Bisnis.com, NUSA DUA – Otoritas Jasa Keuangan (OJK) mengungkapkan, regulasi terkait kewajiban asuransi tanggung jawab pihak ketiga (TPL) yang timbul dari Undang-Undang Pengembangan dan Penguatan Sektor Keuangan (P2SK) semuanya masih menunggu peraturan pemerintah (PP). . 

Ivan Pasila, Wakil Komisioner Asuransi, Penjaminan, dan Pengawasan Dana Pensiun, belum bisa memberikan informasi spesifik mengenai masalah asuransi bencana.

Menurutnya, penerapan asuransi wajib memerlukan langkah-langkah tertentu agar efektif.

“Kalau TPL, kita tunggu PP atau peraturan pemerintah yang turunan dari UU P2SK. dilaksanakan,” kata Ivan pada 10 Oktober 2024 pada Konferensi Pers Indonesia Summit 2024 di Nusa Dua, Bali pada 10 Maret.

Terkait asuransi bencana, Ivan menjelaskan pemerintah mempunyai inisiatif untuk mengembangkan sistem pembiayaan risiko bencana melalui Disaster Risk Insurance (DRFI).

Menurut dia, inisiatif ini sudah ada selama beberapa tahun dan menjadi dasar kemitraan pemerintah-swasta untuk mengatasi risiko gempa bumi, banjir, dan bencana lainnya. 

DRFI menggunakan dana gabungan yang didukung pemerintah untuk melindungi aset pemerintah dan memberikan perlindungan risiko bencana yang lebih luas.

“Sekarang negara mulai mengasuransikan bangunannya. Selain itu, kami memiliki dana pemulihan bencana yang terus kami kembangkan. Saat ini asetnya sekitar Rp7 triliun dan akan tumbuh hingga target Rp40 triliun dalam beberapa tahun ke depan, kata Ivan.
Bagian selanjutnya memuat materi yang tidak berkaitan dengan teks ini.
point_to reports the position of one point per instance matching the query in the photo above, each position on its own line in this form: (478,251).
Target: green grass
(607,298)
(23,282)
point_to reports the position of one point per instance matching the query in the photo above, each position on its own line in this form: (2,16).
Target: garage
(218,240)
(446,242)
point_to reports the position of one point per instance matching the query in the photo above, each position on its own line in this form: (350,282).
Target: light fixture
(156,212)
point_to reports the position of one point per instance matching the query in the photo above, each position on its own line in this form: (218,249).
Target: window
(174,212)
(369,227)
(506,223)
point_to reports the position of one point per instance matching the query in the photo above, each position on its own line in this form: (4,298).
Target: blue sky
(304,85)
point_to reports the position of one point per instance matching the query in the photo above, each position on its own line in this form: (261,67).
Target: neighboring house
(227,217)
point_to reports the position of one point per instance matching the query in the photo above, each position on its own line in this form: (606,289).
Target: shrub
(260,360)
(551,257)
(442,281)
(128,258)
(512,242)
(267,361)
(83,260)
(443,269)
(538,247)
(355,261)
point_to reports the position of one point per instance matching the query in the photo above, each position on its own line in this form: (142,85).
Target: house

Namun, jumlah dana untuk menutup kerusakan akibat bencana besar dinilai masih belum mencukupi. Misalnya gempa Aceh yang menelan kerugian sekitar 41 triliun rupiah.

Oleh karena itu, DRFI bertujuan tidak hanya untuk mengkompensasi kerugian materiil, namun juga untuk meningkatkan kesadaran masyarakat dan mendorong pengurangan risiko sejak dini. Pengelolaan informasi mengenai potensi bencana, khususnya gempa bumi, menjadi prioritas.
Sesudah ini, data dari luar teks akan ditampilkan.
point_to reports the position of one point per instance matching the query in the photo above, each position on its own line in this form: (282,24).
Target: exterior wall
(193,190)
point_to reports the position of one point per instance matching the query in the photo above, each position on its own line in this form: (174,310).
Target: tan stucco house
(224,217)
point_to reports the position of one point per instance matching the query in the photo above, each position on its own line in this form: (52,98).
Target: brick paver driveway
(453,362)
Menurut Ivan, data ini penting untuk mengidentifikasi lokasi rawan bencana sehingga mitigasi bencana bisa dilakukan lebih tepat.

“Kami memiliki informasi mengenai gempa bumi di seluruh Indonesia, yang membantu kami mengidentifikasi wilayah dengan risiko terbesar. Dengan cara ini kita bisa menarik perhatian masyarakat dan menerapkan langkah-langkah yang lebih efektif, seperti membangun gedung tahan gempa,” jelasnya.
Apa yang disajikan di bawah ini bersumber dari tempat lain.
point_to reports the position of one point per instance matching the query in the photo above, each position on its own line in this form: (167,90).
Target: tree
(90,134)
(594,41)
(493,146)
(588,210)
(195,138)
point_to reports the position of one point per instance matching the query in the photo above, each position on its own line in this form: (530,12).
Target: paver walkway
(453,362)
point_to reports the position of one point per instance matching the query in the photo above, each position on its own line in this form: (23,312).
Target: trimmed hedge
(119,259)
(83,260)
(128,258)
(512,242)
Namun tantangan terbesarnya adalah masyarakat yang tinggal di zona merah, dimana mereka sadar akan risikonya namun sulit untuk pindah ke wilayah yang lebih aman. 

Ivan menekankan pentingnya kerja sama dengan reasuransi internasional untuk menyelesaikan risiko-risiko besar, terutama yang tidak dapat ditanggung oleh asuransi nasional. 

Menurut dia, beberapa risiko yang tidak mampu ditanggung oleh produksi dalam negeri memerlukan bantuan reasuransi asing. 

Namun ada juga risiko yang sangat besar yang sama sekali tidak dapat diasuransikan dan menjadi tanggung jawab negara. 

“Tapi ada beberapa bagian berbahaya di puncak yang tidak bisa diasuransikan kawan. Ya, itu tanggung jawab pemerintah. “Jadi pertanyaannya adalah bagaimana memitigasi risiko-risiko tersebut, dan itulah yang terjadi di DRFI,” ujarnya.